Warren Ellis utilizes strong female lead roles in his graphic novel, and it is evident that technology is essential to the power of these characters. The scene in which Aleph is being attacked at the Global Frequency’s central headquarters and her response to the attack highlight an important difference in this society of technology from societies of the past. Aleph is alerted by Zero of an impending attack upon central and though she begins by evacuating the base she eventually turns around to fight back for her headquarters. This display of heroics would not have been possible in a society without these technologies. Technology is changing what it means to be a woman, since no longer do they suffer from their physical and biological limitations. Though Aleph is a female, she is able to fight off a terrorist squad of four, a feat that most likely would not have been able to be done a few centuries ago. Aleph says something essential in this chapter to the idea that gender roles are rapidly changing when she responds to Zero after being asked why she is returning to central, “What I should have been doing all along. Thinking. I’ve got all the information here in my hand. I just need to process it, to connect things up.” Aleph recognizes quite literally, that she does not need to run. She had everything she needed to beat the enemy, the technologies she was equipped with and her cognitive abilities. This scene displays the power of technology, its ability to even the playing field regardless of gender.
Up until the last century, women had been treated as a lesser class than men. One possible reason for this phenomenon is that traditionally arguments and power struggles had been settled in physical battles, in which males are inherently at an advantage with distinct biological advantages over females. However, Aleph is able to devise a strategy and eliminate the threat to the Global Frequency command center despite being outnumbered four to one. Her ability to wield technology as a weapon awarded her with a victory against a team of terrorists, a victory only achieved through with technology. Ellis’ choice to use Aleph and Miranda Zero as the most reoccurring and heroic characters in the novel, both of which are females nonetheless, seems to reveal one powerful aspect of technology. The ability to even the playing field, to provide women with the means to match men. No longer are women restricted by their biological shortcomings, the woman is suddenly capable of anything a man can do. As Haraway suggests, the cyborg stands for the shifting physical boundaries which, in its interface with us and the world around us, often defy what we perceive to be “natural”. The composition of human and technology, the cyborg, then redefines what it means to be male or female.
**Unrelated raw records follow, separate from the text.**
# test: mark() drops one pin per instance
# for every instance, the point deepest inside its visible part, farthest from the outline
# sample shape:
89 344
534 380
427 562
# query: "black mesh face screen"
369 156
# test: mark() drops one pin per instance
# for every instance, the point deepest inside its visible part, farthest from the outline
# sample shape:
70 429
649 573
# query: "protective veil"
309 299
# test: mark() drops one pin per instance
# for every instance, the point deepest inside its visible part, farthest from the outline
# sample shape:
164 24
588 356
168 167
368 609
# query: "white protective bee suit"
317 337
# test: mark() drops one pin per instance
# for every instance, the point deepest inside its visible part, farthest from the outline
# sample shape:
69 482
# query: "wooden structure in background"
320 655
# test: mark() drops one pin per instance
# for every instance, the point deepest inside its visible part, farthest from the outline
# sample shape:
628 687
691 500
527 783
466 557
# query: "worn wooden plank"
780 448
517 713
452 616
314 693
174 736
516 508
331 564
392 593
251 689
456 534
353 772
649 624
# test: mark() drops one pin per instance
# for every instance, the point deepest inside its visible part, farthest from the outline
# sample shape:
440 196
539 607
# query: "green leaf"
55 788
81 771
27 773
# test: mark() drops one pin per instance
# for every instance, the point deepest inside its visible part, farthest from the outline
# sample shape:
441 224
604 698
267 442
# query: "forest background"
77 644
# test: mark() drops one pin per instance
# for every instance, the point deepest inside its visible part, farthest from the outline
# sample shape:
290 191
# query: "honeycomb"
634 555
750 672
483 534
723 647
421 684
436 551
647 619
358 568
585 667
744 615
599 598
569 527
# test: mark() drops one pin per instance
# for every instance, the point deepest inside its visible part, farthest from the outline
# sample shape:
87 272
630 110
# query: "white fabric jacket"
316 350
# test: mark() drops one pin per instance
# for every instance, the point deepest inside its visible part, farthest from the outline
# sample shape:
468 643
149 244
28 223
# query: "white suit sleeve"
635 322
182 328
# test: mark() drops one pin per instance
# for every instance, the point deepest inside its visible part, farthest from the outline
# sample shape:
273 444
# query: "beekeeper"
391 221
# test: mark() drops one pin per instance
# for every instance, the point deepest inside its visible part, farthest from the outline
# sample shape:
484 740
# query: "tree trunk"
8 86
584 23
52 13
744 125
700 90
Gender identity is often described as a person’s private sense of being a man or a woman, the conscious selection of membership to a category of people, either male or female. But what constitutes being ‘manly’ or ‘feminine’? The ideas of masculinity and femininity are social constructs, as we as a community deem what is acceptable and expected from males and females both. Our society, in the face of rapid advancements in technology, is experiencing a complete metamorphosis. Our capabilities as people are changing at a scale never matched in the history before, and as we evolve so too does our definition of masculinity and femininity. Technology is reforming entirely what it means to be a male or a female.